In the first of the cases, purchaser P&P Property Ltd (P&P) brought claims against the vendor's solicitors, Owen White & Catlin LLP (OWC), for breach of warranty as to their authority to conclude the sale of the property; breach of undertaking as to their authority to receive the purchase money on behalf of the true owner under the Code; negligence; and breach of trust.
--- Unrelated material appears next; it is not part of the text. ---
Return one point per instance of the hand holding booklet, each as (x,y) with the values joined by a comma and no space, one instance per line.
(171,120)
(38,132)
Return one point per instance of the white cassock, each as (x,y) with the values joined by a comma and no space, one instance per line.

In the second case, purchaser Dreamvar Ltd brought similar proceedings against the vendor's solicitors; but also against their own solicitors, Mishcon de Reya (MdR), for negligence and breach of trust.
At first instance, the court rejected all of P&P and Dreamvar's claims against the vendor's solicitors but found in favour of Dreamvar in its breach of trust claim against MdR. The court then decided, to the surprise of many in the industry, against exercising its discretion under section 61 of the 1925 Trustee Act to exonerate MdR from liability, notwithstanding it having found that the acting solicitor at MdR had acted "honestly and reasonably" and had adhered to best practice throughout. In the court's view, the disastrous consequences of the fraud for Dreamvar, which had no insurance against fraud and had been left on the verge of insolvency, justified it not exercising its section 61 discretion in favour of MdR, which was fully insured against liability for breach of trust.
The Court of Appeal, after re-examining both of these decisions, reversed the High Court's decision and held that the fraudulent sellers' solicitors were in fact liable in both breach of trust and breach of their undertakings under the Code. One of those firms sought relief under section 61 in relation to the breach of trust, and the court refused to grant this. The court also found that one of the firms of solicitors acting for a fraudulent seller had given and breached a warranty as to the identity of its client, although as there had been no reliance on this the claim for breach of warranty failed.
It held that negligence claims against these firms had to fail, agreeing with the High Court, pointing out that the anti-money laundering regulations are designed to deter money laundering and terrorist financing rather than combat fraud.
The Court of Appeal also upheld the High Court's decision not to grant MdR relief under section 61. It found that the judge was entitled to take into account the financial consequences of MdR's breach of trust on Dreamvar, as well as MdR's own insurance position. The fact that the Court of Appeal had come to a different conclusion on the question of liability of the fraudulent seller's solicitors gave MdR a route by which it could seek a contribution and/or indemnity from them, but the court's "assessment of the reasonableness of its conduct and the inequality of position between it and its former client remain the same", Lord Justice Patten said.
In a short dissenting judgment on this point, Court of Appeal vice-president Lady Justice Gloucester said that MdR should be granted relief under section 61 now that it had been held that the fraudulent seller's solicitors were in breach of trust. She noted that MdR had not acted dishonestly, and added that "the court's sympathy should [not] be with one commercial party ... rather than another, simply because one, and not the other, has insurance".
"The practical effect of this decision is to place the risk of identity fraud in property transactions on the legal profession - which may, in turn, lead to insurers seeking to increase indemnity insurance premiums for firms with large property practices," said property disputes expert Siobhan Cross of Pinsent Masons.